Mrs. Bass, 60 years of age, lives two doors east of the Mayos. She stated that she had seen plaintiff and the baby in the yard a great deal prior to the separation but that since that time she very seldom sees the baby; that the baby is kept indoors all day with the 80 year old grandmother; that she considers plaintiff to be normal mentally, of sound mind, and a wonderful mother, with good ideas about children. She also stated that defendant is irresponsible and without ambition.

Plaintiff testified at great length and underwent a strict and extended cross examination. From her testimony, and from that of other witnesses it appears that she has very little freedom in the home; that the other women do not permit her to look after the baby; that she believes defendant goes out with other women; that she is very unhappy because she has no home of her own and is not permitted to take her baby out with her, or to care for her in the home. In answer to a question by the court she stated that she would be willing to live with defendant if he would provide a home away from his family, but defendant, in open court, stated that he would not live with her.

The court heard the testimony, and saw the witnesses. He observed plaintiff on the stand, and expressed a belief that probably her mental condition may have been caused, or aggravated, by unhappy home *418 conditions. He stated that the only thing that caused him to hesitate about awarding custody to plaintiff was that no really competent medical evidence had been offered regarding her mental condition at the time of the trial. By agreement of counsel the court ordered plaintiff to be examined by Dr. Bills, a recognized authority in the field of mental illness. Dr. Bills prepared a written statement of his findings, which was filed and is in evidence. He stated that plaintiff exhibited no evidence of any psychosis or pre-psychotic tendencies; that she is mentally competent but slightly immature; that she is capable of caring for the child.

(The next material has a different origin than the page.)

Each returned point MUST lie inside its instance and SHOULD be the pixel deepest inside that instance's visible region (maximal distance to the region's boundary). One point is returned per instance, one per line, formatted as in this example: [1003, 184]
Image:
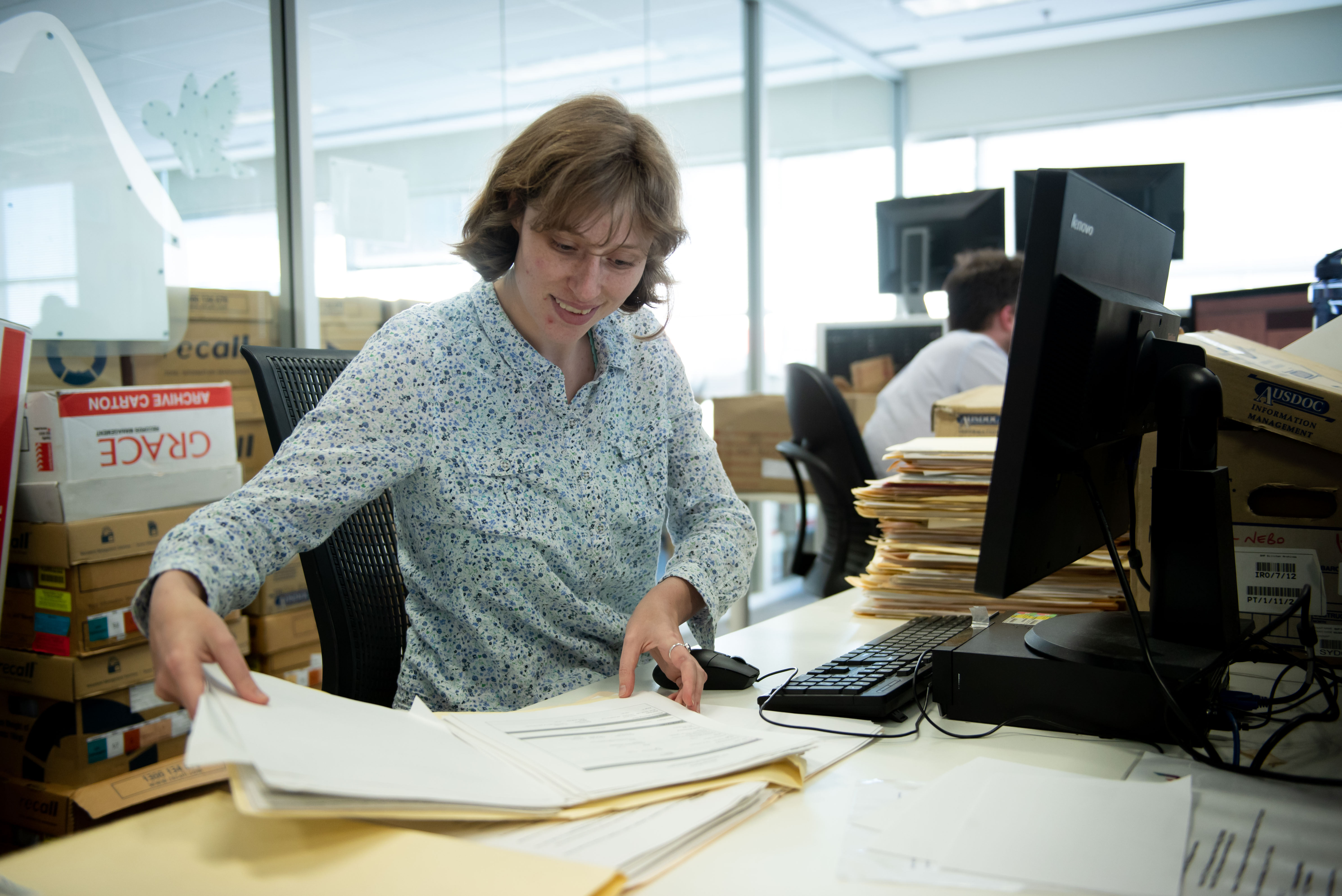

Dr. Bills' report is criticised because he failed to take into consideration plaintiff's hospital record and shock treatments. However, the lay testimony, regarding plaintiff's mental condition at the time of the trial was, preponderantly, to the effect that she was normal and fully capable of caring for the child. Dr. Bills' statement corroborates that testimony. The testimony of defendant and members of his family was in sharp conflict therewith. In such circumstances we are inclined to defer to the judgment of the trial court on the matter of custody.

Defendant complains that the allowance for attorney fees, for this appeal, is excessive. Defendant was earning $45 per week at the time of the trial, and he is now in military service with, probably, not a high salary. An allowance of $300 had been made for attorney fees in the trial below, and the additional allowance of $300 for this appeal, making a total of $600 for the entire case, is, we think excessive. Attorney fees for this appeal, in the amount of $300, should be reduced to $150.

The judgment should be affirmed, in every respect, except as to attorney fees, as to which it should be reversed and remanded with directions to modify the judgment in accordance with this opinion. Costs of appeal should be assessed against defendant-appellant.

BOUR, C., concurs.

PER CURIAM.

The foregoing opinion of SPERRY, C., is adopted as the opinion of the court. The judgment is reversed and remanded with directions to modify the judgment in accordance with this opinion. Costs of appeal are assessed against defendant-appellant. All concur.